Some more about that discussion of 16 and 17 year-olds

As I pointed out earlier there seemed to be a good deal of discussion going on in the House of Commons about the somewhat peripheral question of 16 and 17 year-olds voting in the forthcoming referendum. Somebody (I shall have to check that out tomorrow) compared the arguments against people who are treated as children in most ways and increasingly so to those used by Lord Curzon and others against women's suffrage. Or, in other words, according to this particular Labour MP (sitting next to Harriet Harman, she of the pink van) considers that there is no difference between women of any age and experience and teenagers of, necessarily, limited knowledge and experience. What, I cannot help wondering, would those tough Labour ladies of yore have made of this drivel.

Meanwhile, I thought I would check out something and that is the proposals to raise the age of compulsory education. We haven't quite got to that but it is in the pipeline and once it is introduced, the law will maintain that 16 and 17 year-olds will not be old enough to choose whether they want to study or work but, apparently, old enough to make decisions about this country's membership of the European Union.

In the meantime, I have found an interesting paper on the subject, which tells me that
The Education and Skills Act 2008 increased the minimum age at which young people in England can leave learning.
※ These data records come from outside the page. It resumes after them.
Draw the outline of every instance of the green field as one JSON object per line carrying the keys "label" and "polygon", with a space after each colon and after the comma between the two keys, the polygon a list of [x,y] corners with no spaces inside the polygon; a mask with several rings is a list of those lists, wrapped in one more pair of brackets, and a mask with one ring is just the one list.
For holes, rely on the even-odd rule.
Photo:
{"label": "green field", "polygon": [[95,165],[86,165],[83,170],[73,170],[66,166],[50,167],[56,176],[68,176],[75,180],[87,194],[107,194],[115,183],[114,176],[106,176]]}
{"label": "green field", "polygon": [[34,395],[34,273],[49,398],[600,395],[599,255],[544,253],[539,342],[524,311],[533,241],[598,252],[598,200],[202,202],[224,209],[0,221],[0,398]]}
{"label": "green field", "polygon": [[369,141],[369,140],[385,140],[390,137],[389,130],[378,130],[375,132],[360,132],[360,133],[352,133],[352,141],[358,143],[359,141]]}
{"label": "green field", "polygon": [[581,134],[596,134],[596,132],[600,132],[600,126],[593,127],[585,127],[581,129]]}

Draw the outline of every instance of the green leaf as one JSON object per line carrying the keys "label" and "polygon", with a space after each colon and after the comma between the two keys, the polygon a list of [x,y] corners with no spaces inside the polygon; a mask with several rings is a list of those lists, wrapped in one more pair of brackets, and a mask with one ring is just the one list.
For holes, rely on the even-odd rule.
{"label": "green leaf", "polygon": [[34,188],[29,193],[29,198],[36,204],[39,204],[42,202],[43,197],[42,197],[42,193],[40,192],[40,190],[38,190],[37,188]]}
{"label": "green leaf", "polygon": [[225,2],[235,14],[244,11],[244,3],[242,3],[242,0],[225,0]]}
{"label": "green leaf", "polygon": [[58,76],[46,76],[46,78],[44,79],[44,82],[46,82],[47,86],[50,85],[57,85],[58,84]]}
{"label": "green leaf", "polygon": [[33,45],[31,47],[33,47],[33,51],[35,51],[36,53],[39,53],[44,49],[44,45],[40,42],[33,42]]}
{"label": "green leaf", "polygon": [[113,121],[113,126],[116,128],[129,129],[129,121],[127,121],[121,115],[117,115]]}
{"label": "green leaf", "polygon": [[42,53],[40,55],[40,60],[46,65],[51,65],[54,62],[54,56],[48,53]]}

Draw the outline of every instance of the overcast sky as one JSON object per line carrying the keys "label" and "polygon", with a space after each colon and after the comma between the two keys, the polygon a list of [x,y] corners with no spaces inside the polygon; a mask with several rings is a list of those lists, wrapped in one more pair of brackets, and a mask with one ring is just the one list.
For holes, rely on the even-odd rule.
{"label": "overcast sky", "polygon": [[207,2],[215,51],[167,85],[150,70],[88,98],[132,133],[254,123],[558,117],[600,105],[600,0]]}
This requires them to continue in education or training to the age of 17 from 2013 and to 18 from 2015. Young people will be able to choose whether to stay in full-time education, undertake work-based learning such as an Apprenticeship, or part-time education or training if they are employed, self-employed or volunteering for more than 20 hours per week.
Or, in other words, the spectrum of choices for 16 and 17 year-olds is being narrowed by law and they are increasingly reduced to the status of children. Could it be that the people who want them to vote in the referendum actually believe that and think that, being children, they will be easier to influence?